I was going to suggest a downvote option, but thinking about it downvoting would be as easy to manipulate as upvoting. Demanding interaction before allowing someone to upvote sounds a good idea.
Paul, that could definitely be a solution. I have always wanted to see this downvote arrow here.
Agreed - I'd love to see a downvote option - even if it didn't necessarily affect the position in the 'hot articles' list - it would be more of an instant way to see what is actually good stuff.
I think downvoting is less often abused. I can be wrong, but I do think it is a great form of self-moderation.
Reddit has existed perfectly fine with downvotes so far.
and can someone please write 500 words on "5 local SEO tips" with a stock image?
I also love inbound.org (I really loved the old layout much more and still don't see the added value of the new functionality)
TBH I really don't ever see "spam." Occasionally I spot a lower-ish quality article that hits the top or has been gamed to the top but it usually doesn't last long. My definition of quality is different than others. I personally love reading the more controversial topics as well as the humorous ones from 10010101 or whatever it is called.
There are a ton of communities spammed to death every day I think inbound is doing pretty OK the way it is.
Here's a thought - how about letting us see which members have up voted an article - it'll highlight up voting circles and maybe that'll be enough to discourage people from doing it.
I think We are already trying to stop spam, as only quality articles are getting Upvote from community members. And I have one more option like why not we use a "Report Spam" option, in which you can flag any post or submission as " report spam" and provide your feedback about the post. Then Inbound moderators will check the post and they will decide it is a spam post or not..
I see your point.
The thing is that it is almost impossible to build 100% valuable articles timeline basing on submissions and curation. The only way to ensure that low quality content won't appear on the website or at least won't rock the top is implementing old good editors work (as it is used to be made on more traditional resources). Which can also fail because of subjectivity and human factor. Obviously Inbound.org is unlikely to implement such a strategy because the main point of it is submission and curation by upvoting.

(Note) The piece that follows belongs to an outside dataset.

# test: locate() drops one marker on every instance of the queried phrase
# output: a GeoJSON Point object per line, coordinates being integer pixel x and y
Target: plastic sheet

I think the best we can do is to start from ourselves: submit articles that are really good, report spam, discuss valuable content etc. I mean, being a decent part of the community might help.
Articles should automatically hit the spam filter if they have the word "dead" in the title. SEO is dead, organic search is dead, link building is dead. It's just ridiculous at this point. This site would be greatly improved by a downvote button.
This is what I was talking about - lots of articles are just about the things that have been discussed 1000's times. I wouldn't say Inbound needs a filter for the word "dead" but rather a live person who would monitor and filter out the submissions considered of no adding additional value to the community. In other words - if it's something unique and useful - let it go through. If not - filter it out.
I can see why that might be appealing. But words like "unique" and "useful" are subjective and open to interpretation. Adding a human filter in that way would go against the spirit of this community. We already have hundreds of people that perform the same function via upvotes (and a group of moderators who do great work of deleting outright spam).
I agree with Matthew about downvoting and not having it affect the post's position. It would be great if we can see at first glance if people found it interesting or not.
Besides, spammy people would rather think about getting the up votes rather than wasting their efforts down voting and not really getting any effects on it as far as positioning goes.